Anne Carbon. 9th October 2021
Every 10th of October, memories of my experience working with mentally ill people when I was in Peru, always comes to the fore. Those years have actually been a privileged time for me because I was able to hear, see and hold the sacred stories of how the individuals and their loved ones actually went through, witnessing the painful ordeal of someone having mental illness. Unlike any other illnesses unfortunately, mental illness is considered a long term illness. I always think that mental illness is one of the gigantic problems, or I must say, a neglected illness in the whole area or field of health care that usually no one wants to pay attention to. And it is a fact that the first world psychiatric services and mental health care have been always prominent and obviously it is even more prominent now. Looking at this on one side and third world psychiatry on the other side, one could right away say, it is an unequal and sad reality!

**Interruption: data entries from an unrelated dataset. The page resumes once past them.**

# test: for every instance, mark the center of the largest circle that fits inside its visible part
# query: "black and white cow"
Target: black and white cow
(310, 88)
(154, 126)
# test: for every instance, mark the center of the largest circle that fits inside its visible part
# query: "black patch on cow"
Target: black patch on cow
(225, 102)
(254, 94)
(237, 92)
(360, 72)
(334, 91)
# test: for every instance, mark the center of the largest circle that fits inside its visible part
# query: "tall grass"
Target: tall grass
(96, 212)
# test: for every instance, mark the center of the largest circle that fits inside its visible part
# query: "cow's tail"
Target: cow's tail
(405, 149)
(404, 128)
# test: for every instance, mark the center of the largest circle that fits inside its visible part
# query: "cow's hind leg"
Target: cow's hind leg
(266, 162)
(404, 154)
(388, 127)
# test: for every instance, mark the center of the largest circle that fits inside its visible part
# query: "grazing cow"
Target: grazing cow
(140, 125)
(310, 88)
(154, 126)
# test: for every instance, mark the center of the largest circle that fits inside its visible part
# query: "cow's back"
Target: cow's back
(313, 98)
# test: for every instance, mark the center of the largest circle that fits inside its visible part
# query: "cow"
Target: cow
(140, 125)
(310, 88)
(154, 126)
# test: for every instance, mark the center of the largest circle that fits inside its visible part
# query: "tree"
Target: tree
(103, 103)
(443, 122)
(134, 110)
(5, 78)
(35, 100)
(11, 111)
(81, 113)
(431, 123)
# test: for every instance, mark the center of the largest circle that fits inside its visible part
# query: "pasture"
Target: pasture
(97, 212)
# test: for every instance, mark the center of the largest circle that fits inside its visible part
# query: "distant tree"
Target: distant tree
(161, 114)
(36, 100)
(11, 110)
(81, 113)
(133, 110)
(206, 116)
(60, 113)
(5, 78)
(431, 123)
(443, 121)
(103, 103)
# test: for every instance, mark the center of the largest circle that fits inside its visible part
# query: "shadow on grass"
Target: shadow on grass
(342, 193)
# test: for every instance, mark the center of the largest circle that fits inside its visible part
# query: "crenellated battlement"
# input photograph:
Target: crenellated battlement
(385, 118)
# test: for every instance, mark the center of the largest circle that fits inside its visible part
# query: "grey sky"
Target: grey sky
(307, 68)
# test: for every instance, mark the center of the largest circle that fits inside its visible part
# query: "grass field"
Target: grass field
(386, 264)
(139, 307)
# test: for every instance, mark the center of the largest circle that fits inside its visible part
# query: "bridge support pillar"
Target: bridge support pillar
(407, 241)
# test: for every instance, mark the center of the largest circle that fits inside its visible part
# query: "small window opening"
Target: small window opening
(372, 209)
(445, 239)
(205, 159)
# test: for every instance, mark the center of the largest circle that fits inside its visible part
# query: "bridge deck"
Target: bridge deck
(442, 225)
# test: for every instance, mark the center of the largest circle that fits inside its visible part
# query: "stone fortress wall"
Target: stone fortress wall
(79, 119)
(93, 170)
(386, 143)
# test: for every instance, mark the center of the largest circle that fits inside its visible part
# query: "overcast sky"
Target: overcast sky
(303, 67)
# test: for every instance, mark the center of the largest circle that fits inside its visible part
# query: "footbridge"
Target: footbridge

This year’s theme, “An Unequal World”, I think is very timely. Perhaps we could begin looking beyond our comfort zones and see what is happening around us. As we thoroughly gaze in wherever place we are in right now, we can clearly see how wide the gap between the poor people and the rich has become. And if we could extend that gaze towards further horizon, we could enumerate even more countless inequalities happening around us -racial, ethnicity, sexual orientation, denial of human rights, ill treatments of women, access to medical health care, social status at all levels, our very own wounded Mother Earth- stripped off of its natural resources and leaving the poorer countries suffer the consequences of the damage done as a result of the wrong decisions and the unjust actions of the richer countries, and the list could go on…

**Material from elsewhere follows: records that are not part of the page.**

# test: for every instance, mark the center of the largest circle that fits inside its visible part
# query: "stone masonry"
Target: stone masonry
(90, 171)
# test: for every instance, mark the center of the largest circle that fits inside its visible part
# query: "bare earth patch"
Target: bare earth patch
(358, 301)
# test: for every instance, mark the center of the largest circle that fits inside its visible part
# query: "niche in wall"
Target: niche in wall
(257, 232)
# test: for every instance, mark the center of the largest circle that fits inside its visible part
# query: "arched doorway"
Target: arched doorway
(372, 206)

Our present situation with COVID 19 is another concrete example of how we are living in a very unjust world! While some countries are already receiving their booster dose of the vaccines, billions of people in the developing countries have not even receive their first dose yet! The pandemic has affected all people in many ways, at all levels and this time even the rich people were not prepared for this. Through this situation that we have been living with for almost two years now allowed me to be confronted with soul- searching questions, leading me to some realizations which I am sure all of us, in one way or another, have also experienced and are invited to face and embrace.
It has been a time of so much uncertainty. We have been ushered to this situation without wanting it, into a liminal space. We could relate to what Fr. Richard Rohr stated: “we grapple from leaving and entering into a new way of being and we are hesitant to step into an open space of threshold that leads to nowhere”. And I must admit that many times, I grappled and found it challenging to face the invitation to pause, embrace and to let things be, when I sometimes find the circumstances and the reality around me looking opposite to my values, perspectives and beliefs in life.

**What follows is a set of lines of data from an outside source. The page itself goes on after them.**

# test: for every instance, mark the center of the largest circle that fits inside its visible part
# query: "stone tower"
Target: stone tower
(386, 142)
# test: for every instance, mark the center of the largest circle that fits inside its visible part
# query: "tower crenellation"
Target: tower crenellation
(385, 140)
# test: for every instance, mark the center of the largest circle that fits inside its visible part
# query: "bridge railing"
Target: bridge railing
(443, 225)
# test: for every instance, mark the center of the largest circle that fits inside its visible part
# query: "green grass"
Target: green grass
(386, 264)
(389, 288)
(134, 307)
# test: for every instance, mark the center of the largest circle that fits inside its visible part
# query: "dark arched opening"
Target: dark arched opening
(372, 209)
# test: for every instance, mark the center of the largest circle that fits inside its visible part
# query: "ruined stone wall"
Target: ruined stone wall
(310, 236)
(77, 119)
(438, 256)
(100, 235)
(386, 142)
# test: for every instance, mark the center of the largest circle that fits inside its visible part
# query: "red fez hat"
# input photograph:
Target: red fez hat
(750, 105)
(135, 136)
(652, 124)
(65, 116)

Why I am writing this? I am writing this because I feel helpless, ashamed and perhaps a little frustrated. Lately, I have noticed that the number of beggars around the area has increased. I see faces of children, younger people of both sexes, women, men, older people and not to forget the physically and mentally challenged individuals. Today, I went to the market to buy fruits and some essential things for our house. As always, I am surrounded by more than 5 of them, begging for food and medicine. I am wondering…maybe it is because I look like Chinese lady- a kind of look associated with money that is why they were flocking and moving around me at the marketplace.
It would be a great challenge to start giving because as soon as I start giving to one, 10 other more would come! I could see the desperation in their eyes, with an emaciated look- feeling the pain and hunger. I honestly feel ashamed and feeling so uncomfortable, carrying the food with me and not being able to share with them as much as I wanted to. In a way, I am grateful that I am wearing a face mask to hide my shame, my sad face, my frustration, my teary eye…
I know that somewhere out there, billions of our brothers and sisters are living in isolation, pushed to the margins, forgotten, hungry and victims of our unjust society. This social problem is a herculean task and a responsibility for each one of us. We all have a role to play in addressing these disparities. Hopefully, with all the concerted efforts from different organizations, humanitarian groups and even small initiatives, we can channel help and provide an opportunity for all of us to act together and aim at how inequality can be addressed. In my own little way, I could only embrace my helplessness, vulnerability and frustrations in the light of faith. I trust that God will give me the wisdom and the grace to partake love and compassion to those suffering and who are in great need around me.
As we celebrate the World Mental Health Day, let us remember in a special way people who are mentally disturbed and all those who are suffering from all forms of inequality. May we continue to be more conscious on how we live. Strive in promoting life around us knowing how interconnected we all are and to live through what Mahatma Gandhi said, “To live simply so that others may simply live.”